Note that R didn’t automatically convert the units designation when we did the division to convert to kilometers. That’s something to keep an eye on.

Task 4: Write a line of code that would compute the area of intact forest landscapes in the Legal Amazon in 2000.

Final Tasks

Now it’s your turn to conduct some analysis.

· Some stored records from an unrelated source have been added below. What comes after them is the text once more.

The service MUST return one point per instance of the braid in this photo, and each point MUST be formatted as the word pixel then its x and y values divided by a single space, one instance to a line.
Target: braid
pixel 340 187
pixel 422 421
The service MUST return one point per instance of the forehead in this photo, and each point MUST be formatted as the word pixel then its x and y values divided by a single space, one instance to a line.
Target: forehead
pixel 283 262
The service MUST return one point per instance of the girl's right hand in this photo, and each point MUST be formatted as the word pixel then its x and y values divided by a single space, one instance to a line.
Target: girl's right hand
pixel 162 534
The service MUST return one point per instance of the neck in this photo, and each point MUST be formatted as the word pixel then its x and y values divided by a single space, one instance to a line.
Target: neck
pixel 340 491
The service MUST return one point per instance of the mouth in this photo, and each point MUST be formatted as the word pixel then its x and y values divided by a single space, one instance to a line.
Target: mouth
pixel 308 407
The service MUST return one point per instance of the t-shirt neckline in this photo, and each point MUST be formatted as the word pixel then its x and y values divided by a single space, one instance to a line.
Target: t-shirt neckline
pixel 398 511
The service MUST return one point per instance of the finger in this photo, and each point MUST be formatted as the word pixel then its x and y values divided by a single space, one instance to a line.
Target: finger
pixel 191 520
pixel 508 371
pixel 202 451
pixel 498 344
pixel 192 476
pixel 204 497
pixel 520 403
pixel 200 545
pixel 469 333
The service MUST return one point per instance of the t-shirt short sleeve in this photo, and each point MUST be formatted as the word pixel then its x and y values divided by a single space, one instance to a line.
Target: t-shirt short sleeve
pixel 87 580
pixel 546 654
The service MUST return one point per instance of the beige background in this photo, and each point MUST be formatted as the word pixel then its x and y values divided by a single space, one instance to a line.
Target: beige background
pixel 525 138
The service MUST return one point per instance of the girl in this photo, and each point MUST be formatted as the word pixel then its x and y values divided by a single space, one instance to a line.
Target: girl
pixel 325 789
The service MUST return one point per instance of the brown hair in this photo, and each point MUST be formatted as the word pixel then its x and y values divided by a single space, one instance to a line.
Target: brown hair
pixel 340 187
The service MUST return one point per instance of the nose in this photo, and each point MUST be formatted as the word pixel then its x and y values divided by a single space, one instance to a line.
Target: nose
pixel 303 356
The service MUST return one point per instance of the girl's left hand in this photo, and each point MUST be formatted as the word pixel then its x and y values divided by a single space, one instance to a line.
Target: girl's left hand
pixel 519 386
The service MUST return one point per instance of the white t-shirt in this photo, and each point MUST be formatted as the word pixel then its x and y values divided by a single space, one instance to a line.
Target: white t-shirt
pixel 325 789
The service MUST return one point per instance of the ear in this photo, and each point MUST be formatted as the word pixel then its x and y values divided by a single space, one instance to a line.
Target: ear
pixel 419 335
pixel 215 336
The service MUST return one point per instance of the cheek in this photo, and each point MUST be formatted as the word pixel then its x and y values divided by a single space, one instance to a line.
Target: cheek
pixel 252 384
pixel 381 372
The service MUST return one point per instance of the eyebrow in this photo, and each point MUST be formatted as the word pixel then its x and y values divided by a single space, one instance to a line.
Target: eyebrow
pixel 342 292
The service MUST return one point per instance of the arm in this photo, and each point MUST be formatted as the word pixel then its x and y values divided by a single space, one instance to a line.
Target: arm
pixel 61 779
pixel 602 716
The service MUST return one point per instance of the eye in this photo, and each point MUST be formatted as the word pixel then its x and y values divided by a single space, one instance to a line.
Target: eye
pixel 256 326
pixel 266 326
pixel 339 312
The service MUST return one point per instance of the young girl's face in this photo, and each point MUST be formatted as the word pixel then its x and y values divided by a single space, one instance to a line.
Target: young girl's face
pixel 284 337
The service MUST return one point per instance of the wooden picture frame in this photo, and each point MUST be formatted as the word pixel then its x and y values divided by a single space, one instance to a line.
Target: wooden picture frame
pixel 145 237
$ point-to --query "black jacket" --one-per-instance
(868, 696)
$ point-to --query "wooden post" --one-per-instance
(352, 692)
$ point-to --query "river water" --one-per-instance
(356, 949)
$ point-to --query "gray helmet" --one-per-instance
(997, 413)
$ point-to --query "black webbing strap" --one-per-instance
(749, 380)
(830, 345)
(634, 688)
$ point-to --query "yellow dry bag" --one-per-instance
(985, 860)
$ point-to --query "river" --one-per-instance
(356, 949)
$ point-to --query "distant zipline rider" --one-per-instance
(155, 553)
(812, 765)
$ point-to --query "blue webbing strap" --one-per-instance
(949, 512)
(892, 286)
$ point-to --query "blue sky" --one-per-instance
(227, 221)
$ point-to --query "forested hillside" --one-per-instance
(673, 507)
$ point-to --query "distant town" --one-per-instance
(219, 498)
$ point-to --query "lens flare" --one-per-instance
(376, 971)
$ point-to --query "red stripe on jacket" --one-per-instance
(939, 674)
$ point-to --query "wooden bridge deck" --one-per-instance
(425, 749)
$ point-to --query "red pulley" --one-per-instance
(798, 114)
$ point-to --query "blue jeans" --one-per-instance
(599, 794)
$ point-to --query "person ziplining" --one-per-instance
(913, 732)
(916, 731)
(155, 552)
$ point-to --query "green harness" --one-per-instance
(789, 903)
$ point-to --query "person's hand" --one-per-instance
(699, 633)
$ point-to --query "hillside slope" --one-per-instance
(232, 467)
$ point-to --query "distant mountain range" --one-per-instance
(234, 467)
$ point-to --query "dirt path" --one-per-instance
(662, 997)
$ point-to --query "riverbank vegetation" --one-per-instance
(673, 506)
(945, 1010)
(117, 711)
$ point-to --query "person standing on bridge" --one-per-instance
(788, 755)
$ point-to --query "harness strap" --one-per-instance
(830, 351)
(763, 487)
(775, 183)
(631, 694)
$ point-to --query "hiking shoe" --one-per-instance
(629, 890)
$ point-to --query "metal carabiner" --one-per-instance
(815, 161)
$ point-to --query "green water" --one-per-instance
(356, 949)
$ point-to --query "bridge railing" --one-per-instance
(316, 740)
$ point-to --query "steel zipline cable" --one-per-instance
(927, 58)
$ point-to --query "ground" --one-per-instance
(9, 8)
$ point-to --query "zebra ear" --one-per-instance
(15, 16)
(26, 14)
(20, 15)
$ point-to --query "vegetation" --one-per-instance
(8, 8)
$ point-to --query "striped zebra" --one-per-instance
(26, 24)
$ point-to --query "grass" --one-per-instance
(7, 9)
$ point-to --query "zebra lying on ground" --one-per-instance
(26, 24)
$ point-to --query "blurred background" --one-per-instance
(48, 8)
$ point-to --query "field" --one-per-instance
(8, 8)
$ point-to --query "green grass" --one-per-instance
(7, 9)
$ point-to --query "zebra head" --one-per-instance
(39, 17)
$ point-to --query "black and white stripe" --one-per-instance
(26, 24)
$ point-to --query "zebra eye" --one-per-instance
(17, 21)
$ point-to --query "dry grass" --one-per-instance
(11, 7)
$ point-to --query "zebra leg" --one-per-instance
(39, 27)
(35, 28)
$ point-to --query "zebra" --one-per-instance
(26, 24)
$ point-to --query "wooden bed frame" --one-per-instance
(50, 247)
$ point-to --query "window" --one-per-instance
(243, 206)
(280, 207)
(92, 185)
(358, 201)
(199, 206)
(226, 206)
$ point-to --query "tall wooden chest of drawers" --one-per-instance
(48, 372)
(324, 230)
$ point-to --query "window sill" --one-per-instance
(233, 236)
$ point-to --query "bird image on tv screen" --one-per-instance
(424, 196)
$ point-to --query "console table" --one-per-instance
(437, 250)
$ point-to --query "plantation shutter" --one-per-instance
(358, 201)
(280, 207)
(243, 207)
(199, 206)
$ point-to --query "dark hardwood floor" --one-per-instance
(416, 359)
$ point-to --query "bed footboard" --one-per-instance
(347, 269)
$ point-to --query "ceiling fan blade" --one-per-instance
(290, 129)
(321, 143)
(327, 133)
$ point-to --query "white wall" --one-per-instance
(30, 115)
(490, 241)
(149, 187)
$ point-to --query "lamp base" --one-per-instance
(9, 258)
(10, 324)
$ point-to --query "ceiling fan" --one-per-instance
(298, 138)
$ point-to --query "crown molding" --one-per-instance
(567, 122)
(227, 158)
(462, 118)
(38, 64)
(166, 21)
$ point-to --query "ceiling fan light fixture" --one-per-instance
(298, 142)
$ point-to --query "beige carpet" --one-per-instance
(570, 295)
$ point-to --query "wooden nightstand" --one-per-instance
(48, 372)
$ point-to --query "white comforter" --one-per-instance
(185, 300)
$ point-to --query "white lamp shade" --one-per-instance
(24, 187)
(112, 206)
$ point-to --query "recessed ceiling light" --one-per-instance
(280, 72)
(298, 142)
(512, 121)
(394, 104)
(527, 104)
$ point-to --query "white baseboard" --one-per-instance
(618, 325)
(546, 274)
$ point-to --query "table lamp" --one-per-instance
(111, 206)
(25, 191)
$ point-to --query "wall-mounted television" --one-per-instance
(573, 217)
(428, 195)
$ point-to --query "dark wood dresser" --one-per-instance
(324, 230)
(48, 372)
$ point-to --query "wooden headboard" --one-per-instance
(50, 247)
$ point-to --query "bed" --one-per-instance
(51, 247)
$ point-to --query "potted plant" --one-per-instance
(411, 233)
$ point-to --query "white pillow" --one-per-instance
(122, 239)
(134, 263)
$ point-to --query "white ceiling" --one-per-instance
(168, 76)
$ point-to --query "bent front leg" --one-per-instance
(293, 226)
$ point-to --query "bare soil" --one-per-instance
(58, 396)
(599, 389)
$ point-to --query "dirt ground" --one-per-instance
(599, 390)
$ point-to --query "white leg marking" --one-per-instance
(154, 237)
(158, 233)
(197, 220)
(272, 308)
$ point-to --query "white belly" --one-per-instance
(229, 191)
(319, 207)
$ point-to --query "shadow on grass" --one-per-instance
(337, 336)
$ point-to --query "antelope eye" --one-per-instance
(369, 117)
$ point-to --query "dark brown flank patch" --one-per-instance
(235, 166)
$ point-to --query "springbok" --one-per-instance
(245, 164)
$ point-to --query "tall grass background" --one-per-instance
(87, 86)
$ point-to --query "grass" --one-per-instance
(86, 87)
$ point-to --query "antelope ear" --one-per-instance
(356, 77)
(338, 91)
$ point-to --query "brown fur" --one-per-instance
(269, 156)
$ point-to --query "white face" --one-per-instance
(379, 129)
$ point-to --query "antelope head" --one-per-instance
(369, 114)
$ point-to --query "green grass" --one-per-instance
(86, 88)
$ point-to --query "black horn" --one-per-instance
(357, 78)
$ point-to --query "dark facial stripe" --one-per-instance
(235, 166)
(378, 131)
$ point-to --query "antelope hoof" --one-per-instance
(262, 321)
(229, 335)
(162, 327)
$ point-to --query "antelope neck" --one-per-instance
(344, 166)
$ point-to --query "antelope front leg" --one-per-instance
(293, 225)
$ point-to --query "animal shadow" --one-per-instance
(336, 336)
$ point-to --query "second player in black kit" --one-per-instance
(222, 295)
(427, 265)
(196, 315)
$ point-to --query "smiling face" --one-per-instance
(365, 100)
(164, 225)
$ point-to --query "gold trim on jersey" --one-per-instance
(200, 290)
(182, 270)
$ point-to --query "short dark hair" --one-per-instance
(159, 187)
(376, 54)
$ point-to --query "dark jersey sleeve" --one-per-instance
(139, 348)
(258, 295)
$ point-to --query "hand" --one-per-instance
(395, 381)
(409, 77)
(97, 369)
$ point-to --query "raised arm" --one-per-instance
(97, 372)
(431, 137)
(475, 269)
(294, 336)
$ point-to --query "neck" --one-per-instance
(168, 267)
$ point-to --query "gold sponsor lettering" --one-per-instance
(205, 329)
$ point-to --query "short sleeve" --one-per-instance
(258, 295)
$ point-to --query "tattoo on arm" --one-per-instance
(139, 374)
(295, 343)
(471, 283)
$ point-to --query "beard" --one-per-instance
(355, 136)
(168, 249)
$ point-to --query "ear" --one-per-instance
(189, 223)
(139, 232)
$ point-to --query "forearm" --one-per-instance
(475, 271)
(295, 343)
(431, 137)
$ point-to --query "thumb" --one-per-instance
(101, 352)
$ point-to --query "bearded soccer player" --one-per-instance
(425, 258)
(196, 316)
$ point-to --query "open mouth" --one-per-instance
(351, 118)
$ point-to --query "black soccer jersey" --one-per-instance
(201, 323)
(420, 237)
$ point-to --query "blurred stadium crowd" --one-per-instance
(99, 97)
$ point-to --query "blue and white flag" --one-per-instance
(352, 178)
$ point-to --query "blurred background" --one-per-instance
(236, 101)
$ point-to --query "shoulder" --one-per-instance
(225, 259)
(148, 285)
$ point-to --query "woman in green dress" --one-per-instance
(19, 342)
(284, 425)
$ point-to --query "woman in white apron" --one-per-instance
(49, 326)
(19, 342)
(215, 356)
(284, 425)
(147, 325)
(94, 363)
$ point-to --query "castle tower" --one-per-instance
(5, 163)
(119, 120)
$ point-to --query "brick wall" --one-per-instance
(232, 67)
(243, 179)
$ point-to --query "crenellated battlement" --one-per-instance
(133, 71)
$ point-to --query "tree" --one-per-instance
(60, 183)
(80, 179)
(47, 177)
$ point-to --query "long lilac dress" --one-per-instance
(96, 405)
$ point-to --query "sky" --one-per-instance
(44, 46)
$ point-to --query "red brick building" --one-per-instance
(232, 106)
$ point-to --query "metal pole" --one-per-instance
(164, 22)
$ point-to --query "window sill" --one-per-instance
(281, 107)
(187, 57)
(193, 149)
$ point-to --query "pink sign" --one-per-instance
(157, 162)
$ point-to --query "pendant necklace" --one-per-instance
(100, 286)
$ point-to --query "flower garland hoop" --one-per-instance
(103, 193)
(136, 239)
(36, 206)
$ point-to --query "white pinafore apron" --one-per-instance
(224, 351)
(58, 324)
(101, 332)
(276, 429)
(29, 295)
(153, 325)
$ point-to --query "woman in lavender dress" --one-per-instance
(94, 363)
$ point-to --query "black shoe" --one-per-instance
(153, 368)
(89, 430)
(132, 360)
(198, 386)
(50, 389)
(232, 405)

Task 5: Compute the share of total intact forest degradation that took place within five kilometers of a departmental road in the Legal Amazon between 2000 and 2020. Include all the code required to replicate your results.

Task 6: Compute the share of total forest degradation that took place in indigenous territories in the Legal Amazon between 2000 and 2020. Then compute the share that took place within 5 kilometers of the boundary of indigenous territories (remember that you need to erase the area within indigenous territories in order to get just the buffer zone). Include all the code required to replicate your results.

Task 7: Create a flowchart showing the steps of your analysis in Task 6. In the flowchart boxes, include the exact R functions you used.